Leisure activity at home was found to be protective against MCI, compared with not having any activities during leisure. This is similar to findings from the Mayo Clinic Study of Ageing in Minnesota, that reading books and engaging in craft work are protective against MCI.42 Even though leisure activities at home were protective, the present study could not elicit a protective association of MCI with social activities outside home.

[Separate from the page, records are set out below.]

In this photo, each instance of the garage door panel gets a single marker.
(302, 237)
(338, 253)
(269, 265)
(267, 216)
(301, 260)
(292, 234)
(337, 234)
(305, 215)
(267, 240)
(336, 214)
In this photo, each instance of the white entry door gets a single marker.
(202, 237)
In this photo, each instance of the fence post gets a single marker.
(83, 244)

The results of various studies evaluating the association of alcohol with cognitive impairment have been inconclusive, equivocal and contradicting. This study has observed alcohol use being positively associated with MCI. Certain studies have observed a U-shaped curve where non-users and frequent or heavy users of alcohol had twofold risk of developing MCI compared with infrequent or moderate users.43 44 The variability of findings might be due to interaction with age, gender, other lifestyle factors or difference in drinking patterns. Our study did not analyse the duration, pattern or type of alcohol use. Alcoholism is a public health problem in Kerala, where 45% of adult men and 14% of older men are alcohol users.45 In a population with such a high prevalence of alcohol use, this association should be considered significant in the epidemiology of dementia and needs to be evaluated further in future studies.

Conclusion

The burden of MCI in Kerala is high and will contribute to the increasing burden of dementia. The study indicates that gait imbalance, depression and anxiety are positively associated with MCI. These factors could be targeted in future studies to develop prevention and screening strategies for detection of early stages of cognitive decline in older individuals. The study also throws light on the transitional stages of cognitive decline between normal and dementia. Further studies need to be undertaken to characterise these entities.

Limitation

Depression and anxiety were assessed using HADS which is a screening tool and does not provide confirmatory diagnosis of these disorders. However, psychiatrist diagnosis is not cost-effective for community-based studies in LMIC. Use of valid screening tools which can be administered by peripheral healthcare workers are justifiable to increase the detection rates in the community. The diagnosis of dementia was not confirmed by a neurologist in the present study, but the estimates were comparable to other studies in the same setting.46 Third, the study did not assess the duration and quantity of alcohol use. Future analytical studies should be designed to better evaluate the association of these factors with MCI and its progression to dementia. Although controlled for some known confounders, there may be additional confounders that are unaccounted for in our analyses.